Published online Nov 15, 2014. doi: 10.4291/wjgp.v5.i4.405
Revised: June 17, 2014
Accepted: July 25, 2014
Published online: November 15, 2014
Although gallstone and alcohol use have been considered the most common causes of acute pancreatitis, hundreds of frequently prescribed medications are associated with this disease state. The true incidence is unknown since there are few population based studies available. The knowledge of drug induced acute pancreatitis is limited by the availability and the quality of the evidence as the majority of data is extrapolated from case reports. Establishing a definitive causal relationship between a drug and acute pancreatitis poses a challenge to clinicians. Several causative agent classification systems are often used to identify the suspected agents. They require regular updates since new drug induced acute pancreatitis cases are reported continuously. In addition, infrequently prescribed medications and herbal medications are often omitted. Furthermore, identification of drug induced acute pancreatitis with new medications often requires accumulation of post market case reports. The unrealistic expectation for a comprehensive list of medications and the multifactorial nature of acute pancreatitis call for a different approach. In this article, we review the potential mechanisms of drug induced acute pancreatitis and provide the perspective of deductive reasoning in order to allow clinicians to identify potential drug induced acute pancreatitis with limited data.

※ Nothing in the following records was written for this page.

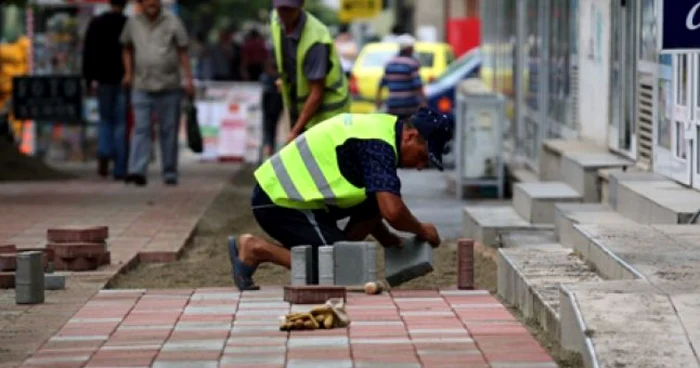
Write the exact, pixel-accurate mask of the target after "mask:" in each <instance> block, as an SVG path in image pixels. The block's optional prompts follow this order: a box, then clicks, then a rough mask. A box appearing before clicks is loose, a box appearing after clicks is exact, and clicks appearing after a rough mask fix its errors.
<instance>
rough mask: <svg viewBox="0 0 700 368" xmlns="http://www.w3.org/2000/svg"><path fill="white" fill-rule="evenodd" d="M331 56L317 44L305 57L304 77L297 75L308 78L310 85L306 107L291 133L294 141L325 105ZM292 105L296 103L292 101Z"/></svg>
mask: <svg viewBox="0 0 700 368" xmlns="http://www.w3.org/2000/svg"><path fill="white" fill-rule="evenodd" d="M329 55H330V50H329V49H328V46H326V45H323V44H320V43H317V44H315V45H313V46H311V48H310V49H309V51H308V52H307V53H306V56H305V57H304V65H303V73H304V75H297V78H306V80H307V81H308V84H309V96H308V97H307V98H306V101H305V102H304V107H303V108H302V110H301V111H300V112H299V118H298V119H297V121H296V122H295V124H294V127H293V128H292V131H291V132H290V134H291V136H292V137H291V138H292V139H293V137H296V136H297V135H300V134H301V133H303V132H304V128H305V127H306V124H308V123H309V120H311V118H313V117H314V115H316V113H317V112H318V110H319V108H320V107H321V104H322V103H323V94H324V90H325V84H326V75H327V74H328V70H329V61H328V58H329ZM292 103H295V102H294V101H292Z"/></svg>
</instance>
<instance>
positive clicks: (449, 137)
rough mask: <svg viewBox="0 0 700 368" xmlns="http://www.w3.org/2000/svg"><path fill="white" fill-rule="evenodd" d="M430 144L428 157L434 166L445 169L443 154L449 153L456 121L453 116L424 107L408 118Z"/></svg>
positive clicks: (428, 144)
mask: <svg viewBox="0 0 700 368" xmlns="http://www.w3.org/2000/svg"><path fill="white" fill-rule="evenodd" d="M408 122H410V123H411V124H412V125H413V126H414V127H416V130H418V133H420V135H421V136H422V137H423V138H424V139H425V141H426V142H427V144H428V158H429V159H430V163H431V164H433V166H435V167H437V168H438V170H440V171H443V170H444V166H443V165H442V155H443V154H446V153H449V152H450V151H449V146H448V145H447V143H449V142H450V141H451V140H452V139H453V138H454V129H455V122H454V119H453V118H452V117H451V116H448V115H445V114H439V113H437V112H435V111H433V110H431V109H429V108H425V107H422V108H420V109H419V110H418V112H416V113H415V114H413V115H411V116H410V117H409V118H408Z"/></svg>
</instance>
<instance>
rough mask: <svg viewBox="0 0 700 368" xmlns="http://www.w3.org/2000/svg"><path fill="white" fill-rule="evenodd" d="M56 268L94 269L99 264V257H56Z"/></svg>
mask: <svg viewBox="0 0 700 368" xmlns="http://www.w3.org/2000/svg"><path fill="white" fill-rule="evenodd" d="M54 266H55V269H56V270H58V271H92V270H96V269H97V267H98V266H99V264H98V259H97V258H88V257H77V258H59V257H56V260H55V262H54Z"/></svg>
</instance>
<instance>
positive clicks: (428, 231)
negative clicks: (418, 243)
mask: <svg viewBox="0 0 700 368" xmlns="http://www.w3.org/2000/svg"><path fill="white" fill-rule="evenodd" d="M417 235H418V238H420V239H422V240H425V241H427V242H428V243H430V245H431V246H432V247H433V248H437V247H438V246H439V245H440V235H439V234H438V232H437V228H436V227H435V225H433V224H429V223H425V222H424V223H423V224H421V233H420V234H417Z"/></svg>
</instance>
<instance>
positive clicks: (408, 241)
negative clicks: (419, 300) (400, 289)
mask: <svg viewBox="0 0 700 368" xmlns="http://www.w3.org/2000/svg"><path fill="white" fill-rule="evenodd" d="M384 270H385V273H386V281H387V282H388V283H389V285H390V286H392V287H393V286H398V285H401V284H403V283H405V282H407V281H410V280H413V279H415V278H418V277H421V276H423V275H426V274H428V273H430V272H432V271H433V248H432V247H431V246H430V244H428V243H427V242H424V241H421V240H418V239H417V238H416V237H411V238H408V239H405V240H404V242H403V248H395V247H392V248H385V249H384Z"/></svg>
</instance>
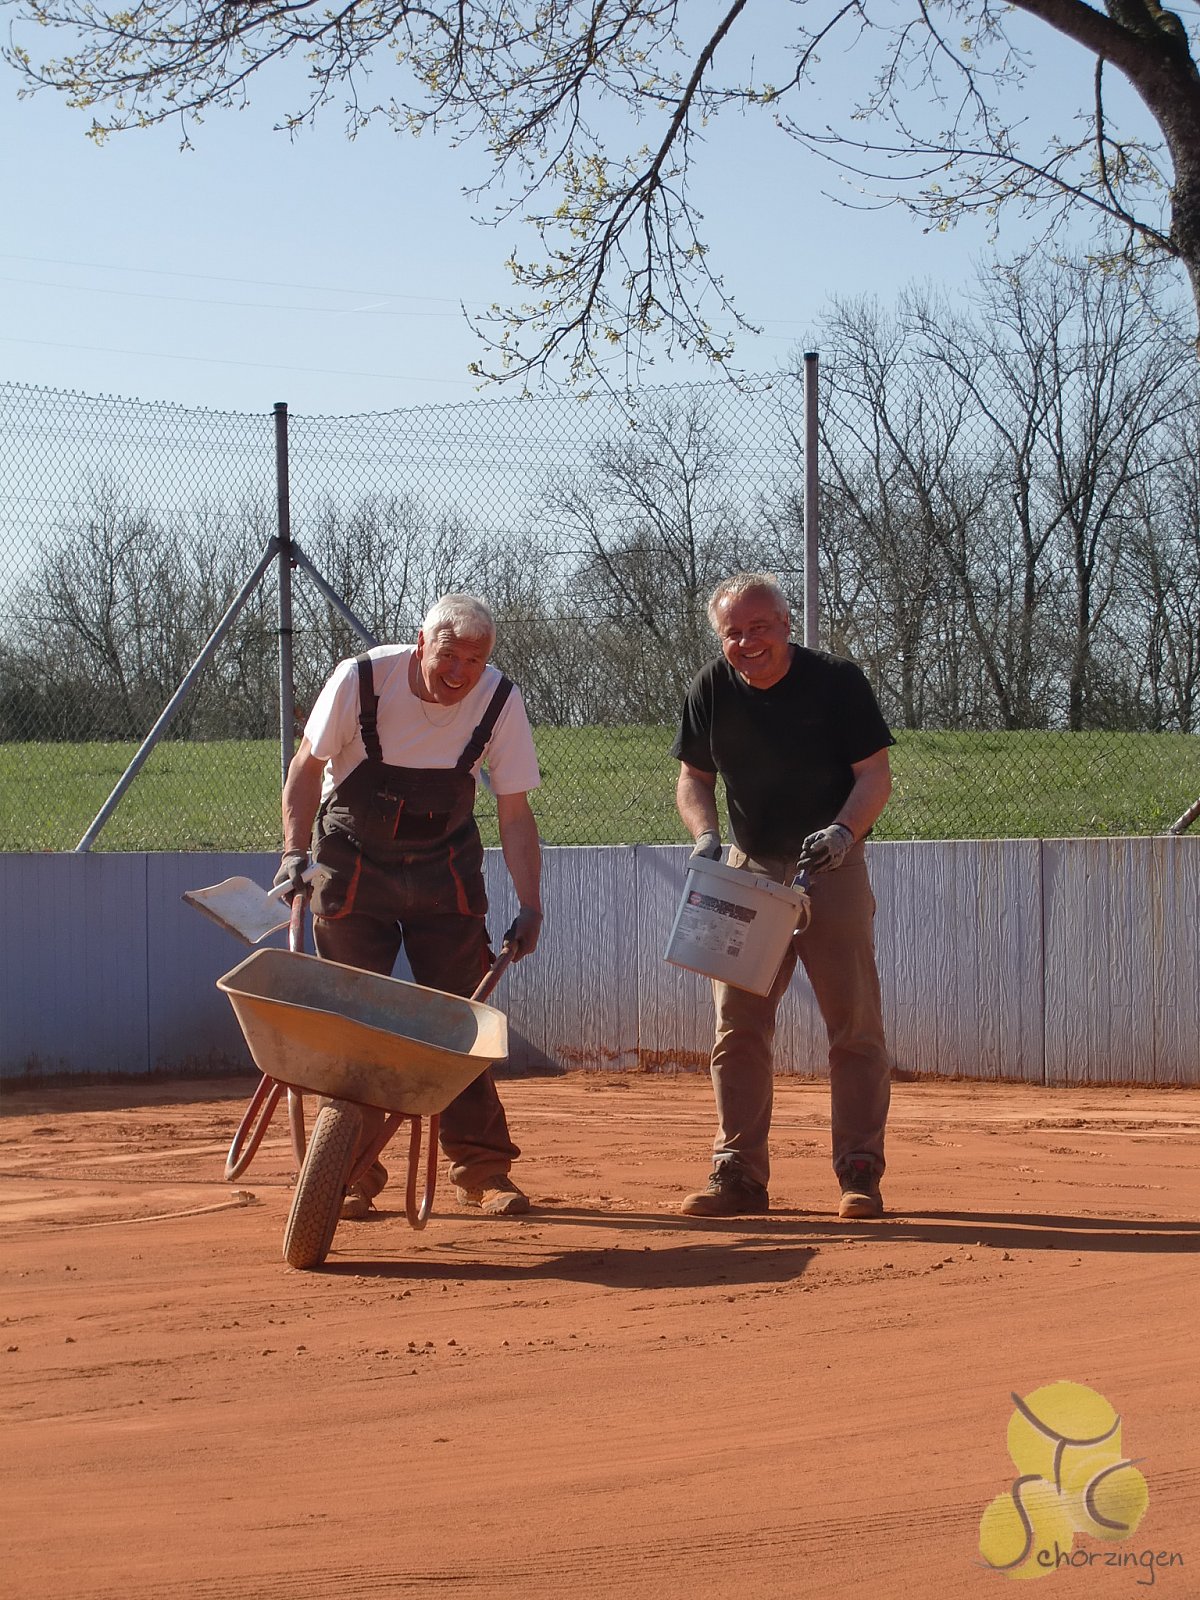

Core tip: The knowledge of drug-induced acute pancreatitis (DIAP) is limited by the availability and the quality of the evidence. Potential publication bias may also impact our knowledge of DIAP. Several causative agent classification systems have been proposed, but they require regular updates. In addition, Infrequent prescribed medications and herbal medications are often omitted from those summarized lists. We review the potential mechanisms of DIAP and provide the perspective of deductive reasoning in order to allow clinicians to identify potential DIAP with limited data.